Happy Reading!
Revin mendesis saat lengannya terasa nyeri saat digerakkan. Itu baru tangan, bagaimana dengan kaki kanan dan kepalanya yang katanya terluka parah.
"Sial."maki Revin lalu menatap langit-langit kamar. Untuk saat ini hanya matanya yang masih berfungsi dengan baik.
Ceklek
"Sayang, apa kau perlu sesuatu?"tanya Mawar lembut lalu menutup pintu.
"Mama dari mana?"tanya Revin.
Mawar tersenyum."Dari kamar Elia."
Revin tertegun. Itu juga yang masih membuatnya penasaran. Kenapa Elia ada di rumah sakit dan menggunakan kursi roda.
'Sial. Bagaimana aku membawa Elia kabur jika kaki saja tidak bisa bergerak.'batin Revin kesal. Pasalnya setelah pertunangannya dengan Monica, ia sudah menyiapkan tempat untuk tinggal berdua dengan Elia.
"Revin, sayang."panggil Mawar saat putranya terlihat melamun.
"Iya?"tanya Revin sedikit kaget.
Mawar tersenyum."Ada apa, sayang? Apa ada yang sakit atau kau perlu sesuatu?"tanya Mawar lembut.
Revin menggeleng. "Elia.."
"Apa kau mengingat sesuatu, sayang?"tanya Mawar lembut.
"Kenapa Elia di rumah sakit dan menggunakan kursi roda?"tanya Revin pelan.
Mawar tersenyum tipis. Ia pikir putranya mengingat tentang Elia.
"Apa kami kecelakaan bersama?"tanya Revin. Tapi seingatnya ia tidak pernah pergi bersama Elia. Tapi bisa saja kan dia khilaf dan menculik Elia pergi lalu kecelakaan.
Mawar menggeleng."Tidak sayang. Kalian tidak kecelakaan bersama. Sebenarnya Elia jatuh dari pohon."dusta Mawar.
"Ck! Gadis itu memang ceroboh."Gerutu Revin tanpa sadar membuat Mawar terdiam.
Revin kan hanya tidak ingat tentang kejadian beberapa bulan kebelakang. Jadi bisa saja perasaan putranya pada Elia sudah ada, pikir Mawar. Hanya saja Revin lupa tentang penculikan, pelecehan yang dia lakukan dan pernikahannya.
'Iya. Pasti Revin sudah tertarik dengan Elia.'batin Mawar.
"Lalu apa keadaannya parah?"tanya Revin membuat Mawar menahan senyum.
"Tidak separah dirimu."sahut Mawar lembut.
Revin diam-diam menghela napas lega dan Mawar hanya diam memperhatikan wajah putranya.

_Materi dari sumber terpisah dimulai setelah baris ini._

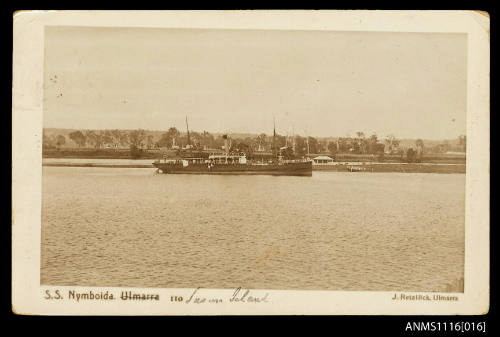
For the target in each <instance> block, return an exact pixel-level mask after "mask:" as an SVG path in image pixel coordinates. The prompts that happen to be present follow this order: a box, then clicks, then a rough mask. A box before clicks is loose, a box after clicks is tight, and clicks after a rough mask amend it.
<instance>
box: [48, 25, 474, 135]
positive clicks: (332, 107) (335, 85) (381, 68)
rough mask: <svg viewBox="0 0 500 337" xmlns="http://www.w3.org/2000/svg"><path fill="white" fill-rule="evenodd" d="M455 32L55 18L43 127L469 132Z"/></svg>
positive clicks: (202, 130)
mask: <svg viewBox="0 0 500 337" xmlns="http://www.w3.org/2000/svg"><path fill="white" fill-rule="evenodd" d="M466 63H467V36H466V35H465V34H456V33H394V32H389V33H387V32H325V31H290V30H288V31H287V30H283V31H277V30H261V31H259V30H219V29H217V30H207V29H163V28H162V29H157V28H106V27H63V26H54V27H46V31H45V67H44V127H46V128H49V127H50V128H73V129H137V128H142V129H147V130H167V129H168V128H169V127H171V126H175V127H177V128H178V129H180V130H185V118H186V116H187V117H188V119H189V127H190V130H194V131H204V130H206V131H209V132H230V133H261V132H264V133H267V134H271V133H272V130H273V119H275V120H276V130H277V132H278V133H281V134H286V133H287V132H288V133H291V132H294V133H295V134H301V135H309V136H317V137H328V136H333V137H337V136H342V137H344V136H355V134H356V132H358V131H362V132H364V133H365V135H367V136H369V135H371V134H373V133H376V134H377V135H378V136H379V137H385V136H387V135H389V134H393V135H395V136H396V137H397V138H422V139H452V138H457V137H458V136H459V135H462V134H465V133H466V125H465V119H466V93H467V89H466V75H467V69H466V68H467V64H466Z"/></svg>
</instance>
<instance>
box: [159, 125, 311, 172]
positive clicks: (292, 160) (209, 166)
mask: <svg viewBox="0 0 500 337" xmlns="http://www.w3.org/2000/svg"><path fill="white" fill-rule="evenodd" d="M186 126H187V118H186ZM187 130H188V143H189V127H188V126H187ZM223 138H224V150H225V154H211V155H209V156H208V158H171V159H168V158H164V159H161V160H157V161H155V162H154V163H153V165H154V166H155V167H156V168H157V169H158V172H160V173H167V174H168V173H170V174H179V173H184V174H219V175H221V174H238V175H240V174H242V175H287V176H312V161H311V160H309V159H298V160H285V159H284V158H283V156H281V155H276V150H275V146H274V145H275V138H276V128H274V133H273V158H272V159H271V160H267V161H264V160H260V161H252V160H248V159H247V158H246V154H245V153H239V154H236V155H235V154H230V153H229V144H228V136H227V135H224V136H223Z"/></svg>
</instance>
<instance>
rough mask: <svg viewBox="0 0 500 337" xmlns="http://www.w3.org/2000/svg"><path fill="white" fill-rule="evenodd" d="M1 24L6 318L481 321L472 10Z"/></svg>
mask: <svg viewBox="0 0 500 337" xmlns="http://www.w3.org/2000/svg"><path fill="white" fill-rule="evenodd" d="M13 25H14V37H13V38H14V45H13V94H12V95H13V111H12V117H13V118H12V120H13V121H12V131H13V133H12V134H13V139H12V153H13V154H12V158H13V171H12V184H13V185H12V186H13V188H12V191H13V192H12V205H13V206H12V233H13V236H12V246H13V251H12V253H13V257H12V310H13V311H14V312H15V313H17V314H23V315H28V314H29V315H283V314H286V315H457V314H458V315H471V314H473V315H481V314H485V313H487V312H488V310H489V289H490V285H489V268H490V267H489V245H490V239H489V221H490V220H489V175H490V166H489V162H490V159H489V156H490V155H489V151H490V150H489V148H490V145H489V144H490V136H489V133H490V127H489V95H490V93H489V69H490V65H489V64H490V51H489V48H490V47H489V16H488V14H487V13H483V12H478V11H367V10H364V11H323V10H318V11H295V10H294V11H272V10H271V11H269V10H265V11H260V10H256V11H222V10H221V11H21V12H17V13H15V14H14V17H13Z"/></svg>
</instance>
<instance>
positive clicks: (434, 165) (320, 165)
mask: <svg viewBox="0 0 500 337" xmlns="http://www.w3.org/2000/svg"><path fill="white" fill-rule="evenodd" d="M313 171H329V172H346V171H348V172H353V173H354V172H399V173H465V172H466V165H465V164H437V163H356V164H354V163H350V164H344V165H342V164H340V165H313Z"/></svg>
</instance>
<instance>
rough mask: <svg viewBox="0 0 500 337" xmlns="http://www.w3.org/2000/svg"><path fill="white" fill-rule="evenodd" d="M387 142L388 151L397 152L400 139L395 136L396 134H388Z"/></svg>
mask: <svg viewBox="0 0 500 337" xmlns="http://www.w3.org/2000/svg"><path fill="white" fill-rule="evenodd" d="M385 144H386V145H387V152H389V153H393V152H395V151H396V150H397V149H398V147H399V140H397V139H396V137H394V135H392V134H391V135H388V136H387V138H386V139H385Z"/></svg>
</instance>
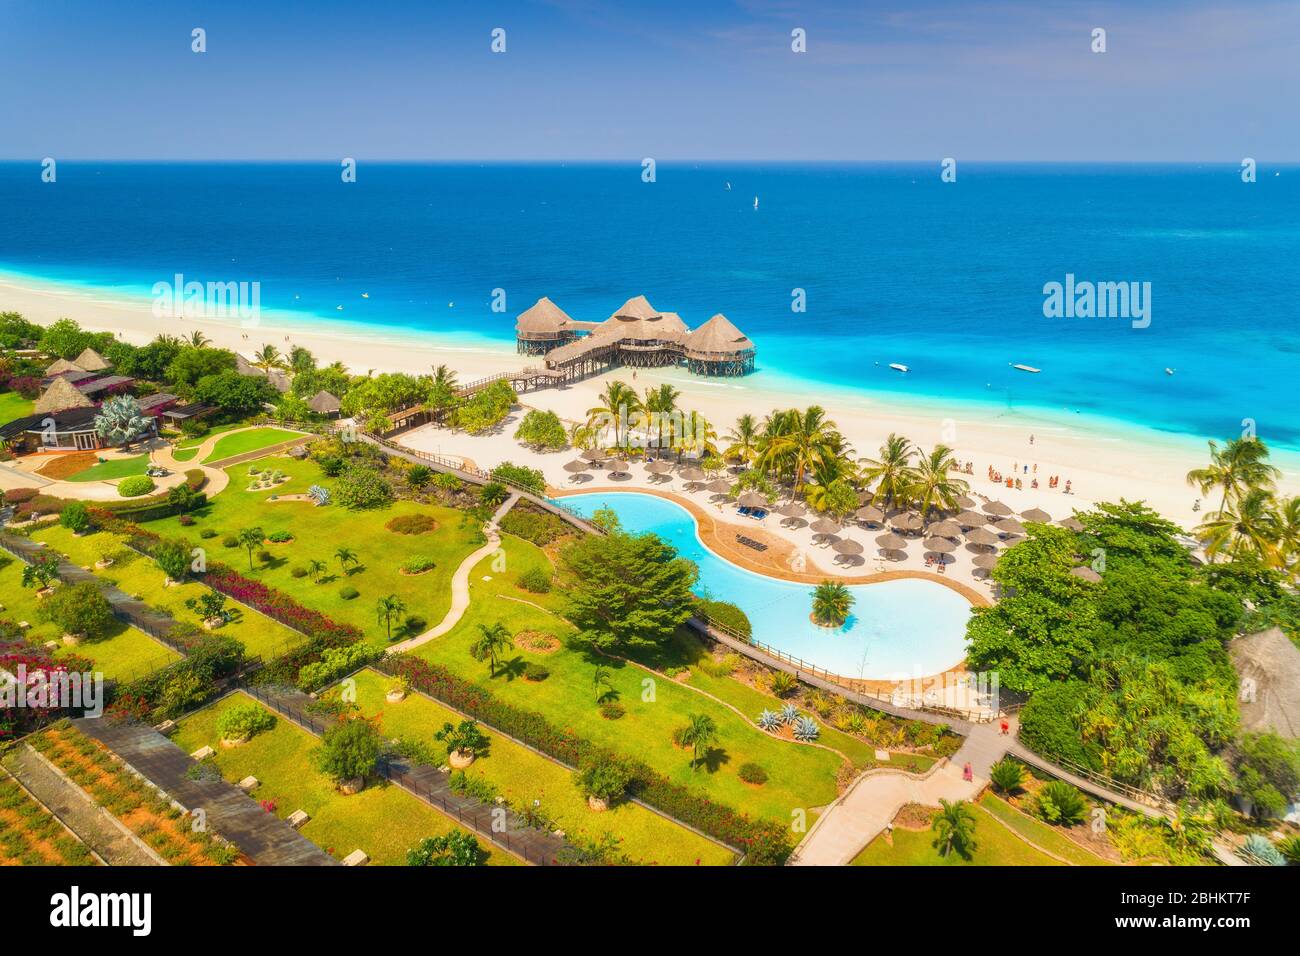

Tiba-tiba saja sebuah ide terlintas di kepala Mawar. Dari kejadian ini dan pengakuan Elia tentang alasan kecelakaan terjadi, dari situ saja Mawar sudah bisa menyimpulkan kalau hubungan Revin dan Elia tidak baik-baik saja. Tapi karena sekarang Revin sedang hilang ingatan, bukankah sebaiknya dimanfaatkan untuk mendekatkan keduanya.
"Revin."panggil Mawar.
"Iya, mah?"
"Begini. Pak Hasyim tidak bisa setiap saat menemani Elia di sini dan mama juga tidak bisa selalu meninggalkanmu dan menengok Elia. Menurutmu bagaimana jika Elia pindah ke kamar ini saja?"tanya Mawar membuat Revin menegang. Ada sedikit binar kebahagiaan di mata putranya dan Mawar bisa melihat itu.
"Terserah mama saja."sahut Revin datar.
Mawar tersenyum."Baiklah. Mama akan meminta suster untuk mengaturnya. Lagipula kamar ini cukup besar dan dengan begitu mama bisa menjaga kalian bersamaan."ucap Mawar lalu menekan tombol untuk memanggil petugas.
Satu jam kemudian, Elia sudah pindah ke ruangan Revin. Ranjang keduanya berdampingan dengan jarak sekitar satu meter.
Mawar melirik jam yang ada di dinding. Sudah jam sepuluh malam dan itu artinya saatnya ia untuk pergi.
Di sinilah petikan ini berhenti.